Which Enzyme Is Used to Treat Cystic Fibrosis? A Look at Key Therapies

October 11, 2025 •

3 min read

Cystic Fibrosis (CF) affects approximately 100,000 people worldwide [1.7.1, 1.7.2]. A key question in its management is, which enzyme is used to treat cystic fibrosis?
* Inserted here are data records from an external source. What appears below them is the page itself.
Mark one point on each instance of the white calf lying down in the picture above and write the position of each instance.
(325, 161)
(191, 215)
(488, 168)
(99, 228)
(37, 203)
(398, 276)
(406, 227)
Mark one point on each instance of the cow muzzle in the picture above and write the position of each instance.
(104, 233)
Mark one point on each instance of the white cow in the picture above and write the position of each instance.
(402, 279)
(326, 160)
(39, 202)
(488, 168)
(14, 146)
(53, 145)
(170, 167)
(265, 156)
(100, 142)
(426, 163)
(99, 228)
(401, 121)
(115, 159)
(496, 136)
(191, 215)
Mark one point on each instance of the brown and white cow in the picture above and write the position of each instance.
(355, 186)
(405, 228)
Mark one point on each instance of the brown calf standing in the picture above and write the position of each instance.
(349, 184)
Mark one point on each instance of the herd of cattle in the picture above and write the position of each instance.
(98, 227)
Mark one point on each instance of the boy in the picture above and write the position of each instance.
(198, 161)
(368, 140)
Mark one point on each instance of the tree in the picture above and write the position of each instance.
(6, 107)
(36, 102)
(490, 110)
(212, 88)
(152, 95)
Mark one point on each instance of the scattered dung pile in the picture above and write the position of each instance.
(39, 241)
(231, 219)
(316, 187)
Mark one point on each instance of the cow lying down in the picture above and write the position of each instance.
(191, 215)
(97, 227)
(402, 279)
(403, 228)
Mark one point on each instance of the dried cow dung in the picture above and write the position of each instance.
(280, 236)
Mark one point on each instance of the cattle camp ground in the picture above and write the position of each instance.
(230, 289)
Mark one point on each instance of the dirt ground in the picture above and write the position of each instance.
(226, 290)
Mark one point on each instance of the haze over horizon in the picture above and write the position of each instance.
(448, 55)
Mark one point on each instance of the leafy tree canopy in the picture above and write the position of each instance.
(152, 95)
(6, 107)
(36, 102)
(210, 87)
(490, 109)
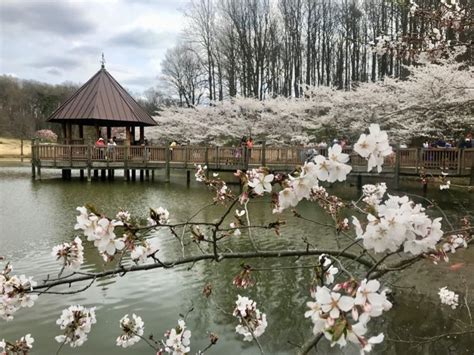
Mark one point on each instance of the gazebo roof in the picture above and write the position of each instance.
(102, 101)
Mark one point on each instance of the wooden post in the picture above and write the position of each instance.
(69, 133)
(63, 126)
(417, 161)
(167, 164)
(460, 157)
(126, 172)
(247, 158)
(206, 161)
(142, 134)
(21, 150)
(33, 159)
(89, 161)
(186, 153)
(128, 140)
(359, 182)
(471, 179)
(396, 175)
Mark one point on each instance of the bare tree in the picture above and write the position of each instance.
(182, 69)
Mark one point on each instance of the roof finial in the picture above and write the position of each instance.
(102, 61)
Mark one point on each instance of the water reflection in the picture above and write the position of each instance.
(34, 216)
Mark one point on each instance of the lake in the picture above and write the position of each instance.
(37, 215)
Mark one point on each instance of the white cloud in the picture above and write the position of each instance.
(57, 41)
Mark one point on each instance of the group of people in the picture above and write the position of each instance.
(108, 148)
(464, 142)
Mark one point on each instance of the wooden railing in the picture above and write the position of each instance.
(411, 160)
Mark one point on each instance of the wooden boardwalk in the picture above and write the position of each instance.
(410, 161)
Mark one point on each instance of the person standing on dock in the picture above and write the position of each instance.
(111, 148)
(249, 149)
(100, 145)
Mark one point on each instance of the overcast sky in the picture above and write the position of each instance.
(55, 41)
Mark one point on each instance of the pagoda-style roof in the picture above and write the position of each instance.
(102, 101)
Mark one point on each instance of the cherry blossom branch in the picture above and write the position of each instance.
(311, 343)
(235, 255)
(425, 340)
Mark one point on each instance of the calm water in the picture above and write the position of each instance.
(35, 216)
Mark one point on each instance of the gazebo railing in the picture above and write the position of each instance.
(411, 160)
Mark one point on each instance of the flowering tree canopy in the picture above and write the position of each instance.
(388, 233)
(436, 98)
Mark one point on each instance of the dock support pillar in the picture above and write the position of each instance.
(33, 159)
(359, 182)
(471, 179)
(396, 175)
(167, 165)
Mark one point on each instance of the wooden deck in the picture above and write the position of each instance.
(410, 161)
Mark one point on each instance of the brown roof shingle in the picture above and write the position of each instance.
(102, 101)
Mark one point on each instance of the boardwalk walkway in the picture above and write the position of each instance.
(410, 161)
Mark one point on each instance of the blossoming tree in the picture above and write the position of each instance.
(387, 233)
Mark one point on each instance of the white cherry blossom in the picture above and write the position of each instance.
(332, 302)
(71, 255)
(76, 321)
(252, 322)
(132, 330)
(448, 297)
(261, 183)
(178, 340)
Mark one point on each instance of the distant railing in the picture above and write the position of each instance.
(411, 160)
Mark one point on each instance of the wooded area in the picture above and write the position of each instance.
(263, 48)
(25, 105)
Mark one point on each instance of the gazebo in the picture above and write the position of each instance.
(101, 102)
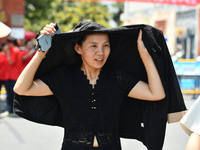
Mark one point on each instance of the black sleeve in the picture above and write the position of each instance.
(54, 79)
(126, 81)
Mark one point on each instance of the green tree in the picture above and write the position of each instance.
(66, 13)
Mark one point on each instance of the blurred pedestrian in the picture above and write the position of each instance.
(191, 125)
(28, 53)
(86, 127)
(3, 73)
(14, 70)
(5, 30)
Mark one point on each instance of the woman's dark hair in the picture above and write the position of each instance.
(81, 39)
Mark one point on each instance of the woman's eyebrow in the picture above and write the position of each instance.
(93, 42)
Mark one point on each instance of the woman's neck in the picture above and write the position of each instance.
(91, 73)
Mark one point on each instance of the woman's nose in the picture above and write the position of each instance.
(100, 50)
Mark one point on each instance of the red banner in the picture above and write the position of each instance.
(170, 2)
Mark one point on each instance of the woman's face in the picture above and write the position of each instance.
(95, 50)
(29, 45)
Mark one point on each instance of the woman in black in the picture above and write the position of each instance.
(90, 96)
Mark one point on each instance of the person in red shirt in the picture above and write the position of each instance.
(14, 70)
(3, 63)
(27, 54)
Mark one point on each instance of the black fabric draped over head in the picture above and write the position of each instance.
(141, 120)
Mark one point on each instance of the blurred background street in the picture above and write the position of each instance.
(20, 134)
(179, 20)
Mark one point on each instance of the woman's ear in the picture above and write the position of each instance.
(77, 48)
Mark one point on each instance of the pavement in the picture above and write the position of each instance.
(19, 134)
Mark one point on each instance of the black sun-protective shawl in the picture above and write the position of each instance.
(141, 120)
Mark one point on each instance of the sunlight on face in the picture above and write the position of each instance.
(95, 50)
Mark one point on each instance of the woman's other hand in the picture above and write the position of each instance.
(141, 48)
(48, 29)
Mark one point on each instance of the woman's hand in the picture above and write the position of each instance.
(154, 90)
(26, 85)
(48, 29)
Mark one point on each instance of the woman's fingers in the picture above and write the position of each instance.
(140, 36)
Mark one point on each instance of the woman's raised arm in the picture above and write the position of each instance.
(154, 90)
(25, 84)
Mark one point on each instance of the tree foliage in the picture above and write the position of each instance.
(66, 13)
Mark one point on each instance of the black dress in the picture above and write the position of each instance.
(88, 111)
The answer involves two main types of enzyme therapies targeting different symptoms: dornase alfa for the lungs and pancreatic enzymes for digestion.

Quick Summary

Cystic fibrosis treatment utilizes dornase alfa (a DNase enzyme) to thin mucus in the lungs and Pancreatic Enzyme Replacement Therapy (PERT) to aid digestion. These therapies manage symptoms, while CFTR modulators target the underlying protein defect.

Key Points

Two-Pronged Approach: Cystic fibrosis treatment uses two main types of enzyme therapies: dornase alfa for the lungs and PERT for digestion [1.3.6, 1.4.1].
Respiratory Relief: Dornase alfa (Pulmozyme) is an inhaled DNase enzyme that thins the thick, sticky mucus in the lungs by breaking down extracellular DNA [1.3.1, 1.3.2].
Digestive Support: Pancreatic Enzyme Replacement Therapy (PERT) provides lipase, protease, and amylase to help the body digest food and absorb nutrients, compensating for pancreatic insufficiency [1.2.6].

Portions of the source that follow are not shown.